Приехав на Ходынское поле, которое было выбрано властями местом народного гулянья в день коронации нового императора Николая Александровича, Петр сразу обратил внимание, насколько неудачно оно было выбрано. Испещренное глубокими рвами, оврагами и траншеями, сплошь в ямах и заброшенных колодцах, могло быть пригодно лишь для военных целей, от того и использовалось, как учебный плац для войск Московского гарнизона.
– По какой страшной беспечности выбрано это место, – сказал Петр, оглядевшись вокруг.
Идти с дядькой на поле он наотрез отказался, предпочтя остаться в экипаже, неподалеку от буфетных лавок. Рядом с Петром было оставлено еще несколько экипажей, и он невольно услышал разговор двух ямщиков:
– … а подарки-то я слыхал и впрямь царские.

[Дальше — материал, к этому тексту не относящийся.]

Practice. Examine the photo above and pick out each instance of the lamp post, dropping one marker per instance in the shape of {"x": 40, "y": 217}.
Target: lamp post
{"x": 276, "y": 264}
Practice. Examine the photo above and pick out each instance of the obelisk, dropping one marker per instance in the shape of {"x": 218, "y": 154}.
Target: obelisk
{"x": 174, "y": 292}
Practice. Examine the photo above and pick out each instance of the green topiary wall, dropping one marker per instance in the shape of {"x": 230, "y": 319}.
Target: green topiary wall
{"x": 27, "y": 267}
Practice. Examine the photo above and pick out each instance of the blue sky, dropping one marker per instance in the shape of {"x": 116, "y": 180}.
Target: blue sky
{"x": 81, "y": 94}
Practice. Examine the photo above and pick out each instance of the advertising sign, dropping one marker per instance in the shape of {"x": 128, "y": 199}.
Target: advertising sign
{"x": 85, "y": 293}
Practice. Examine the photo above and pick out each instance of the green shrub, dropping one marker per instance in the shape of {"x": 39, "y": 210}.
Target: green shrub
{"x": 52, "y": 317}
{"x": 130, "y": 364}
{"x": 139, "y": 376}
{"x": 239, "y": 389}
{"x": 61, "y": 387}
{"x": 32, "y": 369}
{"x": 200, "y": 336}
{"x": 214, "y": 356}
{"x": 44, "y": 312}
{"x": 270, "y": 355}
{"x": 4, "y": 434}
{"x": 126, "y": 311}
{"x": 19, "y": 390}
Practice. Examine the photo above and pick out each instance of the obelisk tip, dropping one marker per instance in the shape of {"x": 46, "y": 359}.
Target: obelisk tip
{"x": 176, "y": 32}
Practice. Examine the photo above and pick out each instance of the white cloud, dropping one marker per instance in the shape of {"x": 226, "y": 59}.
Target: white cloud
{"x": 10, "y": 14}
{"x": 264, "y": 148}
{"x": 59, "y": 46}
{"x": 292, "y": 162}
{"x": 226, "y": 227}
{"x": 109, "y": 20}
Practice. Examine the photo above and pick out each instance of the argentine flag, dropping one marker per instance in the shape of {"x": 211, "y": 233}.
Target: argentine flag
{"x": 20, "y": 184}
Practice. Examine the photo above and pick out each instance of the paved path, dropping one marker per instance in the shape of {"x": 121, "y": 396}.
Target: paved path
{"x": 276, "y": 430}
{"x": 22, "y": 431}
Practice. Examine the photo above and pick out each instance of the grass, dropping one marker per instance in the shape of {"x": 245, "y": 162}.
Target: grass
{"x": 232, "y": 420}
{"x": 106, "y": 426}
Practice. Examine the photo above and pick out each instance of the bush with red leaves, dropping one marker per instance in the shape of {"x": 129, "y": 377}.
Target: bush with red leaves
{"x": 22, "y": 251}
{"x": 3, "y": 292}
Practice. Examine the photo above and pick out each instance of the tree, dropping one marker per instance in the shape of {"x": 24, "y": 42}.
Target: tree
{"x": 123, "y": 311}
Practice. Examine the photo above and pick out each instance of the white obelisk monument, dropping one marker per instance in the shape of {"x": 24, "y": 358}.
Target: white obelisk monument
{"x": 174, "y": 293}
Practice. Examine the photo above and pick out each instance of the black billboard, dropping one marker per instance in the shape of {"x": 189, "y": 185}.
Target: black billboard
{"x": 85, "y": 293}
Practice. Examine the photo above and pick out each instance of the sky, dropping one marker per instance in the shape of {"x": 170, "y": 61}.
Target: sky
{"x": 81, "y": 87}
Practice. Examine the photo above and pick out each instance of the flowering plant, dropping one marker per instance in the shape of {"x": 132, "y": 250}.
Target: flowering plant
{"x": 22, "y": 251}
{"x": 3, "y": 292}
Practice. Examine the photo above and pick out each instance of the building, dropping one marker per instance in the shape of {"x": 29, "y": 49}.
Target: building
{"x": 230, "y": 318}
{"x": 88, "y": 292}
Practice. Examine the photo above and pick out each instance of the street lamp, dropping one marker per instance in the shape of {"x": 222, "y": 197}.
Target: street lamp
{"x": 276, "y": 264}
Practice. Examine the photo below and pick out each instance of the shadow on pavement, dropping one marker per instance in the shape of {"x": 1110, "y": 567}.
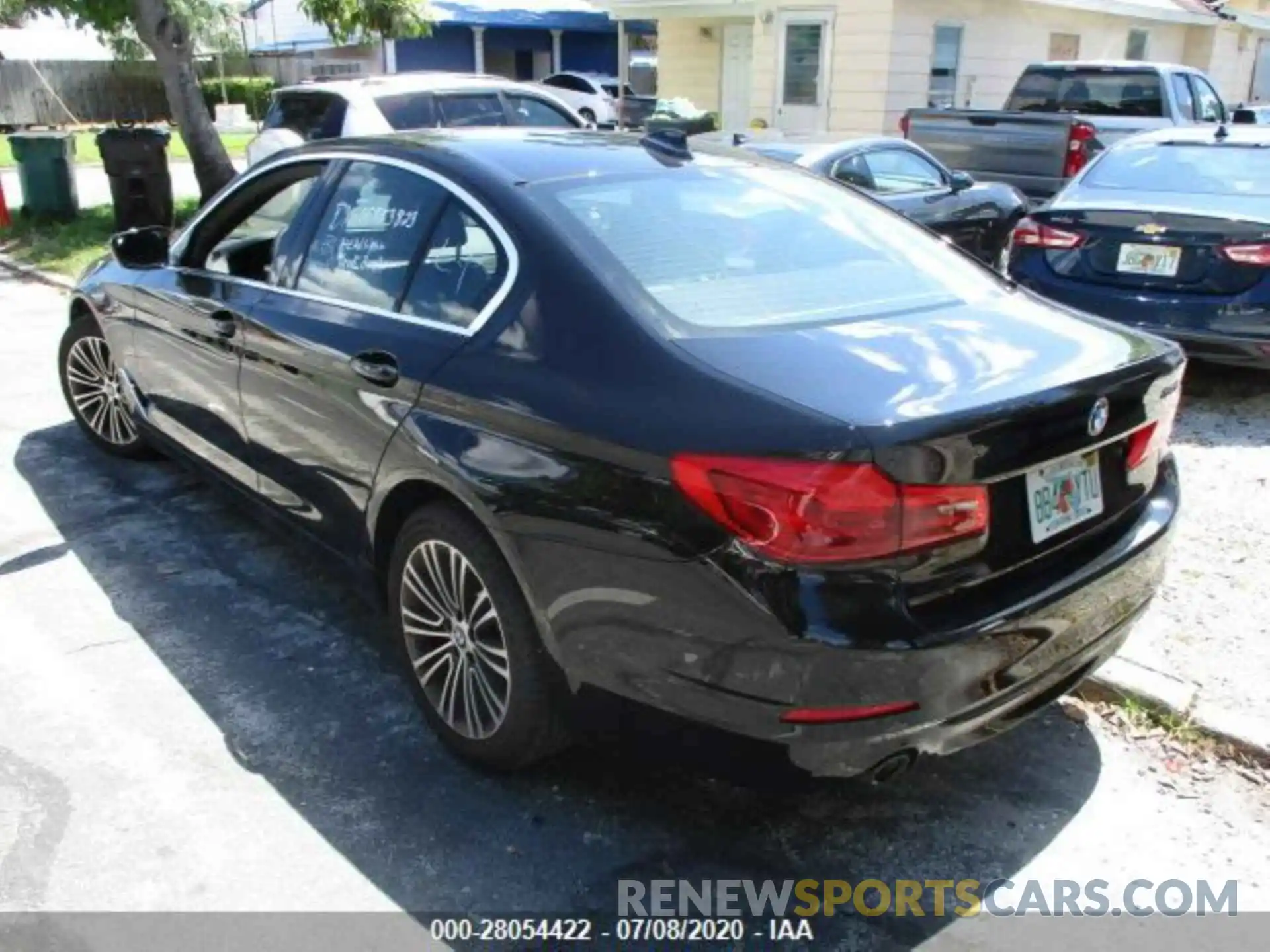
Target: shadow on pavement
{"x": 287, "y": 663}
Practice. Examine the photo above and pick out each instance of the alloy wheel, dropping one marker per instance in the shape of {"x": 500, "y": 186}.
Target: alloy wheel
{"x": 455, "y": 640}
{"x": 95, "y": 390}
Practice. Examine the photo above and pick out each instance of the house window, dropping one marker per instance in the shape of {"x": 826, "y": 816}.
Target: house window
{"x": 1064, "y": 48}
{"x": 945, "y": 60}
{"x": 1137, "y": 46}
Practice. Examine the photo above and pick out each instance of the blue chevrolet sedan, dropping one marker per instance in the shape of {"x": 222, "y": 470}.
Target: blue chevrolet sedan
{"x": 1167, "y": 231}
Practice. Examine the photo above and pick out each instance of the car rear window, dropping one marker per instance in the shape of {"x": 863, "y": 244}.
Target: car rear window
{"x": 408, "y": 111}
{"x": 472, "y": 110}
{"x": 1094, "y": 92}
{"x": 1195, "y": 168}
{"x": 730, "y": 248}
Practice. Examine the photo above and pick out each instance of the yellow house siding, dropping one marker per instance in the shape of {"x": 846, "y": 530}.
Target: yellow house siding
{"x": 863, "y": 40}
{"x": 690, "y": 60}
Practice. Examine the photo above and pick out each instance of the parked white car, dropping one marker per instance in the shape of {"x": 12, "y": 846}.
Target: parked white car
{"x": 409, "y": 100}
{"x": 592, "y": 95}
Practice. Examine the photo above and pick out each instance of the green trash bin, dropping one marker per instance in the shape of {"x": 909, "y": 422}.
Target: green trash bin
{"x": 46, "y": 172}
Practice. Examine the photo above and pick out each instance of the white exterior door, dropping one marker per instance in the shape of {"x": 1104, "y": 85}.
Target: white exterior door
{"x": 738, "y": 61}
{"x": 804, "y": 50}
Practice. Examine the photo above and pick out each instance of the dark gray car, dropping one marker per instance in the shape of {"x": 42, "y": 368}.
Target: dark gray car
{"x": 978, "y": 216}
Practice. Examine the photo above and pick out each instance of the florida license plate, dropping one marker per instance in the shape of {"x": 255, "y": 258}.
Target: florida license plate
{"x": 1062, "y": 494}
{"x": 1160, "y": 260}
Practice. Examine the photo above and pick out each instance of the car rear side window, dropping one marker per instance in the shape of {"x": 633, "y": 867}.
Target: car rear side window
{"x": 314, "y": 116}
{"x": 460, "y": 272}
{"x": 408, "y": 111}
{"x": 1094, "y": 92}
{"x": 748, "y": 247}
{"x": 531, "y": 111}
{"x": 1184, "y": 97}
{"x": 1183, "y": 168}
{"x": 368, "y": 235}
{"x": 472, "y": 110}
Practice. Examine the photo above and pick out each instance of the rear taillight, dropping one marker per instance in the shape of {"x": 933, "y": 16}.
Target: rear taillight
{"x": 1151, "y": 442}
{"x": 1079, "y": 150}
{"x": 1032, "y": 234}
{"x": 798, "y": 510}
{"x": 1256, "y": 254}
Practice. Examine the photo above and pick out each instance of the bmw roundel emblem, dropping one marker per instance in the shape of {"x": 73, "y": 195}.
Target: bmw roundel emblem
{"x": 1099, "y": 416}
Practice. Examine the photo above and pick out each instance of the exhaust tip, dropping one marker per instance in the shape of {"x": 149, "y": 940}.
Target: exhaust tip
{"x": 890, "y": 767}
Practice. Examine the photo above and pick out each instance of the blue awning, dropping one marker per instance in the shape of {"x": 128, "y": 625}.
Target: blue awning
{"x": 575, "y": 16}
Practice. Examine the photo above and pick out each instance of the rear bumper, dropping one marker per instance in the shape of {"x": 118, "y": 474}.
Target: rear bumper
{"x": 1208, "y": 327}
{"x": 984, "y": 683}
{"x": 709, "y": 647}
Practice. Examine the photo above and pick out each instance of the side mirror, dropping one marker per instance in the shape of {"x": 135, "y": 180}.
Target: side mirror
{"x": 140, "y": 249}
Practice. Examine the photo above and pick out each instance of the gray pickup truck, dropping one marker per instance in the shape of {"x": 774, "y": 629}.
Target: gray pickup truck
{"x": 1060, "y": 116}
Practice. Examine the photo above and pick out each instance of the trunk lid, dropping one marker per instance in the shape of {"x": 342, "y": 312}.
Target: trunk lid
{"x": 1188, "y": 239}
{"x": 1001, "y": 385}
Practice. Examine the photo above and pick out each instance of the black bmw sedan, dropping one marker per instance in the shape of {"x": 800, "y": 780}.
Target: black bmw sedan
{"x": 978, "y": 216}
{"x": 710, "y": 433}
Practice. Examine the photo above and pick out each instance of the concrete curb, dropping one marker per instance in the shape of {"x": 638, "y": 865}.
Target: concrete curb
{"x": 27, "y": 270}
{"x": 1123, "y": 678}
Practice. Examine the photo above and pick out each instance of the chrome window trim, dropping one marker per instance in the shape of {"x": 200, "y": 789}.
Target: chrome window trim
{"x": 324, "y": 300}
{"x": 495, "y": 227}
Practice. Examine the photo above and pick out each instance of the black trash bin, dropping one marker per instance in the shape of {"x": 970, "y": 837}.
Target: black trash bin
{"x": 136, "y": 163}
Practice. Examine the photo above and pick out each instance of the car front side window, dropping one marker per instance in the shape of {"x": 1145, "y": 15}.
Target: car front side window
{"x": 1208, "y": 103}
{"x": 472, "y": 110}
{"x": 531, "y": 111}
{"x": 240, "y": 235}
{"x": 368, "y": 235}
{"x": 896, "y": 171}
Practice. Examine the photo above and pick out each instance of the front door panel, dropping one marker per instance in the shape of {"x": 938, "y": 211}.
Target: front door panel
{"x": 318, "y": 428}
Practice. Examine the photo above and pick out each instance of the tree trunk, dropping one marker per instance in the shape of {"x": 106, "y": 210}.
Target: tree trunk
{"x": 167, "y": 37}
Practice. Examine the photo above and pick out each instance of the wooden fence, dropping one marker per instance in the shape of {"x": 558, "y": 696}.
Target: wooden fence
{"x": 93, "y": 92}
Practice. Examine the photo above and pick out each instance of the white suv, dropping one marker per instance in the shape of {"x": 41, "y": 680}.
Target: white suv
{"x": 593, "y": 95}
{"x": 399, "y": 102}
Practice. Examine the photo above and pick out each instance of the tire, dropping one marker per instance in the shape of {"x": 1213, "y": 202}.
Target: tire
{"x": 91, "y": 389}
{"x": 452, "y": 669}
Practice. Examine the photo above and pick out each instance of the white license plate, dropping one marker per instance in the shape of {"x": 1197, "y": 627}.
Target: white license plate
{"x": 1062, "y": 494}
{"x": 1161, "y": 260}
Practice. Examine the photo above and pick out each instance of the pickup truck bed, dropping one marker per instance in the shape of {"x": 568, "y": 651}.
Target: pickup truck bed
{"x": 1060, "y": 116}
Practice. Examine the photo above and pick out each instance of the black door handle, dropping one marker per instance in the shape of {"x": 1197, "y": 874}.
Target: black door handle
{"x": 375, "y": 366}
{"x": 224, "y": 324}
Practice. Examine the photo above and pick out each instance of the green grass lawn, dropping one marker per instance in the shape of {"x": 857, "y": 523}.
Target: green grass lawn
{"x": 69, "y": 248}
{"x": 87, "y": 154}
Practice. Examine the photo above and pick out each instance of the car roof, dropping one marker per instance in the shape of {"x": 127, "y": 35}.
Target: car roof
{"x": 426, "y": 81}
{"x": 596, "y": 77}
{"x": 1236, "y": 135}
{"x": 524, "y": 157}
{"x": 810, "y": 153}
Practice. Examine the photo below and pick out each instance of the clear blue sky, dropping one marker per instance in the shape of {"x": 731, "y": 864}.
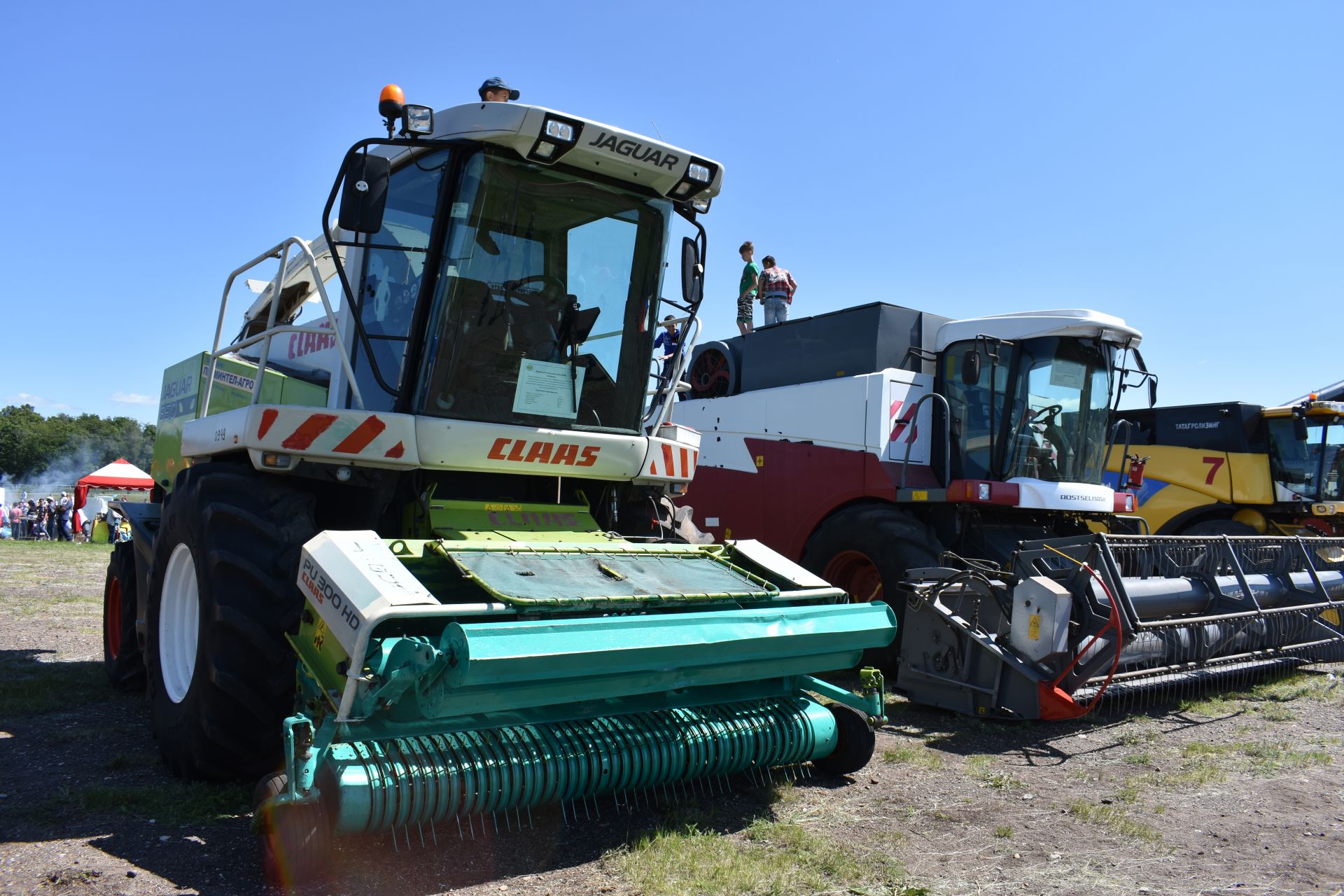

Говорят, будто в цветной платок завернуто полфунта колбасы, сайки, конфет разных, а еще орехи, пряники, да кружка та, что… – мужик замялся, вспоминая нужное слово. – Ну как это? Которая вечная.
– Ну?! – изумился второй ямщик.
– Вот тебе и ну! А еще зрелища, говорят, не виданные будут.
– Это ж, какие еще такие зрелища?
– А такие! – продолжил рассказывать, с горящими глазами, первый ямщик. – Будто представления будут из разных опер и цирк с дрессированными зверятами приедет.
– Ну?! – снова изумился второй ямщик.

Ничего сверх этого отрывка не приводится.